- Theatrical release poster
- Directed by: Chandra Mohan Chintada
- Written by: Chandra Mohan Chintada Nandu Savirigana
- Produced by: Razesh Danda Prasad Nimmakayala
- Starring: Allari Naresh Surbhi Naresh
- Cinematography: Raam Reddy
- Edited by: Chota K. Prasad
- Music by: Chaitan Bharadwaj
- Production company: Hasya Movies
- Distributed by: Annapurna Studios Shloka Entertainments
- Release date: 4 September 2026;
- Running time: 144 minutes
- Country: India
- Language: Telugu

= Rambha Urvasi Menaka =

2026 Indian film by Chandra Mohan

Rambha Urvasi Menaka is a 2026 Indian Telugu language socio-fantasy comedy directed by Chandra Mohan Chintada and produced by Razesh Danda and Prasad Nimmakayala, under Hasya Movies. It stars Allari Naresh, Surbhi, Naresh, Rashi Singh, and Vishnupriya Bhimeneni in the primary roles. The music for the film was composed by Chaitan Bharadwaj and edited by Chota K. Prasad.

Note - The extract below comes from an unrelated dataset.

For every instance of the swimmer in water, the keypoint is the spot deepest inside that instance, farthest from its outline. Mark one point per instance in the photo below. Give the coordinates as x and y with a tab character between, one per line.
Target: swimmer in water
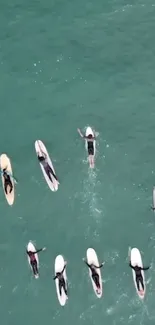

It was released on 4 September 2026 to mixed reviews.

== Plot ==
Suri spends 15 years trying to summon celestial angels to earth. He finds a way to descent Rambha, Urvasi, Menaka but due to Lord Indra's curse, they lose their divine powers.

== Cast ==

- Allari Naresh as Suri Babu
- Surbhi as Chinni
- Naresh as CEO
- Vennela Kishore as Indra
- Srinivasa Reddy as Parimala
- Rashi Singh as Rambha
- Vishnupriya Bhimeneni as Urvasi
- Prisha Singh as Menaka
- Tarak Ponnappa as Appala Naidu
- Ravi Siva Teja as Constable
- Hari Teja as Shachi Devi

== Production ==
The film was produced by Hasya Movies.

== Release ==

=== Theatrical ===
The film was released on 4 September 2026.

=== Home media ===
The digital streaming rights of this film were brought by Amazon Prime Video.

== Reception ==
Timesnownews rated this film with 3/5. AP7AM rated this film with 2/5.